Fifteen members of the Labor Government, the Liberal Party and the Nationals voted against party colleagues in the lower house to support the new stem-cell legislation, bringing Wednesday's final tally to 58-25.
Introduced last month, the legislation would allow Victorian scientists to clone human embryos for medical research through somatic cell nuclear transfer, commonly known as therapeutic cloning, according to The Australian.
Scientists would be able to take the nucleus from an adult skin cell, insert it in an unfertilized egg and then use the resultant embryonic stem cells for medical purposes.
On the eve of debate over the bill, Archbishop Denis Hart of Melbourne said, "Life once conceived must be protected with the utmost care."
"The Church's view," the archbishop said, "has been long held and dates back even before earliest Christian times to the Hebrew Scriptures."

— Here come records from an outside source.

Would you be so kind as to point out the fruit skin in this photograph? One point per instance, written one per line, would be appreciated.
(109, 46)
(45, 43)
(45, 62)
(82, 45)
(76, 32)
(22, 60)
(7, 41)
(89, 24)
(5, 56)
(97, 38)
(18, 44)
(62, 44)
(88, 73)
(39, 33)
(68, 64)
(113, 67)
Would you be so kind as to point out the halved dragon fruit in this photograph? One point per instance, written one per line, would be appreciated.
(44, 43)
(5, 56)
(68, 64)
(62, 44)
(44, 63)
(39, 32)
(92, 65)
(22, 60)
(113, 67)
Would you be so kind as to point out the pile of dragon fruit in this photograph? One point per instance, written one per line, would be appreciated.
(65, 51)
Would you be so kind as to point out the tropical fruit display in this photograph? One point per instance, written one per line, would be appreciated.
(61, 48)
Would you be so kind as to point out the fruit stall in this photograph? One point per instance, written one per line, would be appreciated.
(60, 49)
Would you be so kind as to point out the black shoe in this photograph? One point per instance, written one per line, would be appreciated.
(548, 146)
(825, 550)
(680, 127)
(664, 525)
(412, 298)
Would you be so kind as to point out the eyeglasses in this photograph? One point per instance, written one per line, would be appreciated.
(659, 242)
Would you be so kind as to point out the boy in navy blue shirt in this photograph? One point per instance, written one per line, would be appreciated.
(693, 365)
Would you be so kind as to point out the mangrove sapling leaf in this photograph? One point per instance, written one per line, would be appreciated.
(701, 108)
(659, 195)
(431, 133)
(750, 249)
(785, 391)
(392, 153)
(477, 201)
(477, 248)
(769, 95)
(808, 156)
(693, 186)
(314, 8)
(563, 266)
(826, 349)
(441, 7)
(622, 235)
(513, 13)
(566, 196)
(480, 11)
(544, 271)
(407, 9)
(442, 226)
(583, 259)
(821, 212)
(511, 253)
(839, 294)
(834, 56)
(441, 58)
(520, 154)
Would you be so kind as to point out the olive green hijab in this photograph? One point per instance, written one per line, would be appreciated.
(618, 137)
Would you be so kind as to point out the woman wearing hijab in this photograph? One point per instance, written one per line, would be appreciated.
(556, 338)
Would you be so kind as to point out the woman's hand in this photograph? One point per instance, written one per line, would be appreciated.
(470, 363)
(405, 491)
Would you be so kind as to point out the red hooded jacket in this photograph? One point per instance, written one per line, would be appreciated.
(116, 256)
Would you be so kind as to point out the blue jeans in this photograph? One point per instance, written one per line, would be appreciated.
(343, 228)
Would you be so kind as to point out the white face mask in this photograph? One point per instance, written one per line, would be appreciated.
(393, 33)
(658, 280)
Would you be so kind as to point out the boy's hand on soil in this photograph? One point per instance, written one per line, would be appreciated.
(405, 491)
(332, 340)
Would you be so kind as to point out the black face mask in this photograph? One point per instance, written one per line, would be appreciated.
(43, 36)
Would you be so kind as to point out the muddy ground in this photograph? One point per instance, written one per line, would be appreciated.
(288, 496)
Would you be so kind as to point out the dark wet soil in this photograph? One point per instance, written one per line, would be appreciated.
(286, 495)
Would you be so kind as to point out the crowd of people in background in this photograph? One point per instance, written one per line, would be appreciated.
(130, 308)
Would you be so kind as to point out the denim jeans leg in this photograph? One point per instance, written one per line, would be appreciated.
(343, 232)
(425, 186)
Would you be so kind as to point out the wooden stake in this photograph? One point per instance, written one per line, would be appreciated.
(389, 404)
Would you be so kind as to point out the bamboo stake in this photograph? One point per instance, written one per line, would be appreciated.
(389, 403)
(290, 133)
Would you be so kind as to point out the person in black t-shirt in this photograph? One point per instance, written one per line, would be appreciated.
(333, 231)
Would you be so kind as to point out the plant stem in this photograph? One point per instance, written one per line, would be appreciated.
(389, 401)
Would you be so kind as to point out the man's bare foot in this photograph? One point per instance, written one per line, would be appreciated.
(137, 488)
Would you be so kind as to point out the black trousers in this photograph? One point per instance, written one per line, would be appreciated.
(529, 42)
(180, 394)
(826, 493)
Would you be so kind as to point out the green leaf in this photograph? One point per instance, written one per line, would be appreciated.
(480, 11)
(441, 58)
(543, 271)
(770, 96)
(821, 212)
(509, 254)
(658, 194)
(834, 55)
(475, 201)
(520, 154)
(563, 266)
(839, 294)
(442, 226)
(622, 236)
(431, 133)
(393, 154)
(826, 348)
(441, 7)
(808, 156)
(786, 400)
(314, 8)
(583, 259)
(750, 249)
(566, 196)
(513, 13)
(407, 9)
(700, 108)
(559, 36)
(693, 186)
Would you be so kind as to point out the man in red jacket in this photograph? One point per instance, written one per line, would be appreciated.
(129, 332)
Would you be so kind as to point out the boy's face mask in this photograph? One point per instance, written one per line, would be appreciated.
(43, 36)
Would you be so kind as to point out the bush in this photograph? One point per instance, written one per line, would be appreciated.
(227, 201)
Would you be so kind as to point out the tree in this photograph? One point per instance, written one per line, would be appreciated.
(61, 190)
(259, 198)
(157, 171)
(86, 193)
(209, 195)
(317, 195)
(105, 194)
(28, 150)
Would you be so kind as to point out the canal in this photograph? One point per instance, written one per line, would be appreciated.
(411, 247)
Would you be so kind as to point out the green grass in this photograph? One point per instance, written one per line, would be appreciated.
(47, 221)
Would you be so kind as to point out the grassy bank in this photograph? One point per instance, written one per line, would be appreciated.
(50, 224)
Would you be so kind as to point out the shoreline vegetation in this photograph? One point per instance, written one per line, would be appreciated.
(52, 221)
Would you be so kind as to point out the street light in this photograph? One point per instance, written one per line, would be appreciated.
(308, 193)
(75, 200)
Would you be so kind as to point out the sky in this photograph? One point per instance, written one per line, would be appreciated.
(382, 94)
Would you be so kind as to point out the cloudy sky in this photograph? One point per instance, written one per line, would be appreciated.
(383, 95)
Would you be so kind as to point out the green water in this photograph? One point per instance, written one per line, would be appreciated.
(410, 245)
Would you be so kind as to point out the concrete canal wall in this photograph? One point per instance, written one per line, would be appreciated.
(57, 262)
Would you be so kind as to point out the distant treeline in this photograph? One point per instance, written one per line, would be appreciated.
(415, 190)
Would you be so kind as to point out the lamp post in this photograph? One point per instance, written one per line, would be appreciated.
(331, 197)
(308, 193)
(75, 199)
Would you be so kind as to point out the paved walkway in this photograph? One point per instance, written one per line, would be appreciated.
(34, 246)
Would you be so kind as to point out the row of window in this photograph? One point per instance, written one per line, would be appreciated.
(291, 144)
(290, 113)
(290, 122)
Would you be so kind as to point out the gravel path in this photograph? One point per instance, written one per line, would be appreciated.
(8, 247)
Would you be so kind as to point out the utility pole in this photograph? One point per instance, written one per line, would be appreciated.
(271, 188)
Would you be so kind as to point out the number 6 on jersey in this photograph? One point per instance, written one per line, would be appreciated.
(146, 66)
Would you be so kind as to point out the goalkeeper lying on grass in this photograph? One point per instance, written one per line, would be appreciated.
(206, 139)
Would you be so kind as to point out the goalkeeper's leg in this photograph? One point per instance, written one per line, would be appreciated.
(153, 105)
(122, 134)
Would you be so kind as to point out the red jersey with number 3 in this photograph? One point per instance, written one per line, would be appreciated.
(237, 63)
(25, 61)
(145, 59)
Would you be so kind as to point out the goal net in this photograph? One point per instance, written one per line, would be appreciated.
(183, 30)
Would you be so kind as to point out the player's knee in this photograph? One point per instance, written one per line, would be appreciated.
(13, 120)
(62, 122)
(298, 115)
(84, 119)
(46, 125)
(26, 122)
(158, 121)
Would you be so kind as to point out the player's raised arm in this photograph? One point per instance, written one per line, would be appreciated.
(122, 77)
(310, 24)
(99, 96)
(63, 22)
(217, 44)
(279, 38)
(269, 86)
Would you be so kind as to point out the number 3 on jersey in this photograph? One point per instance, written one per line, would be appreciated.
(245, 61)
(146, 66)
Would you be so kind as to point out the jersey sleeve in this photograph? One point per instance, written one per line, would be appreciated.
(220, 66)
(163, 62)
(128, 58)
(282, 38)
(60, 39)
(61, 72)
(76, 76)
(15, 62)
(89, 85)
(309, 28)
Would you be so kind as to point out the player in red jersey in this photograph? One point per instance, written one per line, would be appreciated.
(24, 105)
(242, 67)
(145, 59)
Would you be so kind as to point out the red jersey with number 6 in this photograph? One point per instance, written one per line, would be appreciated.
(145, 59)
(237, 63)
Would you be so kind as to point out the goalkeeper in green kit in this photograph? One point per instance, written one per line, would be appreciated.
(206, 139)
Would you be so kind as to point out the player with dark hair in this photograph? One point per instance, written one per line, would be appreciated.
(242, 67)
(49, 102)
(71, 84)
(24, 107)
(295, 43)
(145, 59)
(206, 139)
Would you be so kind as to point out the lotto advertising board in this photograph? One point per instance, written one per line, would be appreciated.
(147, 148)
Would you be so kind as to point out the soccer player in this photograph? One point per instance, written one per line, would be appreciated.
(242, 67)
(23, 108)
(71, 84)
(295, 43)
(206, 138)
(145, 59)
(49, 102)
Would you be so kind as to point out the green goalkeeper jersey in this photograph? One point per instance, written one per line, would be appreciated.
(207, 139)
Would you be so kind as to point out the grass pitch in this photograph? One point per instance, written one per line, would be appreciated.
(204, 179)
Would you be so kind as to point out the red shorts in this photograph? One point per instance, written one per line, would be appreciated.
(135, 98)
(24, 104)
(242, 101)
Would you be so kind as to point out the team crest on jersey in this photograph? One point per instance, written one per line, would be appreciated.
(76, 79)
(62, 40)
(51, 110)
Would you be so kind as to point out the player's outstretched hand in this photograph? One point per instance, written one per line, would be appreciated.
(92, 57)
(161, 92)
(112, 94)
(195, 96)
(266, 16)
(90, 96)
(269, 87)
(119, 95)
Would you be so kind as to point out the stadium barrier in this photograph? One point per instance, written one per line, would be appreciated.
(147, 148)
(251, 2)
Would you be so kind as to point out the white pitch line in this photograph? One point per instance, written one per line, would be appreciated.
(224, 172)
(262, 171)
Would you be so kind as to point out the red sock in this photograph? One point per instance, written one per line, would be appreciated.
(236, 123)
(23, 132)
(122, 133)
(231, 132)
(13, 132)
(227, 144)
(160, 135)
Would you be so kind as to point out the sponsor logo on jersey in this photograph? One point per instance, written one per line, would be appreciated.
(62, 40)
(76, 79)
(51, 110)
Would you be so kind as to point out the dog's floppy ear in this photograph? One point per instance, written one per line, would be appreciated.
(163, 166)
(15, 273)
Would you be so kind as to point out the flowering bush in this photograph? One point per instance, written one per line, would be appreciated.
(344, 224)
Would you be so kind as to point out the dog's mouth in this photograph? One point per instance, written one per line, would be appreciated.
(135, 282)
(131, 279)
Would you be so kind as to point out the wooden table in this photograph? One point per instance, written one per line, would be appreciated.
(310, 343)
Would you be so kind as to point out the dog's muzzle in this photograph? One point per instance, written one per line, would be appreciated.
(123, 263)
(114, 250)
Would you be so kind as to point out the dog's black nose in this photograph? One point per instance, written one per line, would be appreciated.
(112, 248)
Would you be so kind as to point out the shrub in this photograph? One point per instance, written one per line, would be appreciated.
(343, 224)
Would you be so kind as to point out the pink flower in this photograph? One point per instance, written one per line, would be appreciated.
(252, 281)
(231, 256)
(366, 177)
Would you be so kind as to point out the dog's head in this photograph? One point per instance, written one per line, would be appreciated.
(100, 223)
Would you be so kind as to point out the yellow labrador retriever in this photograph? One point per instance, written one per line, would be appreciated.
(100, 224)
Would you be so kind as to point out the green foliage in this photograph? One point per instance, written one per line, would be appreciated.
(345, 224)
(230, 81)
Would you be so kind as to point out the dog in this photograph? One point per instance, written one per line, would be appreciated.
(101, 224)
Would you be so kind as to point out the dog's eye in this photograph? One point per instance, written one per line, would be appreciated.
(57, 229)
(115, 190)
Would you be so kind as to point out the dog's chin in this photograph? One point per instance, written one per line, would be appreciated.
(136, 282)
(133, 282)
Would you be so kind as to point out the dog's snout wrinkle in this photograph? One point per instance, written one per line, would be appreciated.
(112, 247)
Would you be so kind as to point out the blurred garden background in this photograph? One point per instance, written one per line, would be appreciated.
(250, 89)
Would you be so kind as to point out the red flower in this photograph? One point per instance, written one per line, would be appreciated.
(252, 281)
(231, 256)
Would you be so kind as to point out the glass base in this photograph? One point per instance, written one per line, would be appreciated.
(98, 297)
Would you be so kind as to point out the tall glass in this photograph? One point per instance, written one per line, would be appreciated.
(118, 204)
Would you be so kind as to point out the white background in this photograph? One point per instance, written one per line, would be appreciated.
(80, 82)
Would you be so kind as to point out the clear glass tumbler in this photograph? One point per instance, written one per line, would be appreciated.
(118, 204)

"It is wrong to believe that cloned human embryos have no intrinsic value," he added. "They share in the same human life that we all do, made in the image of God and, therefore, deserving of the same unconditional moral respect owed to all human beings."
Archbishop Hart explained, "This situation is not changed simply because of scientific claims of the potential therapeutic benefits that may be gained by their destruction."
Other initiatives
Embryonic stem cell and cloning legislation has been making headway in Australia since last year's federal Parliament narrowly passed a law allowing scientists to clone human embryos to extract their stem cells for research purposes.
In an effort similar to Victoria's, the government of West Australian has recently introduced a bill to overturn the state's ban on therapeutic cloning.
Perth Archbishop Barry Hickey asked West Australian members of Parliament to oppose cloning of embryos for medical research.
He said that to create a human embryo and destroy it to obtain stem cells was morally wrong. "The end does not justify the means."
Archbishop Hickey recommended, "Let us take God's way and use the adult stem cells already provided without taking human life."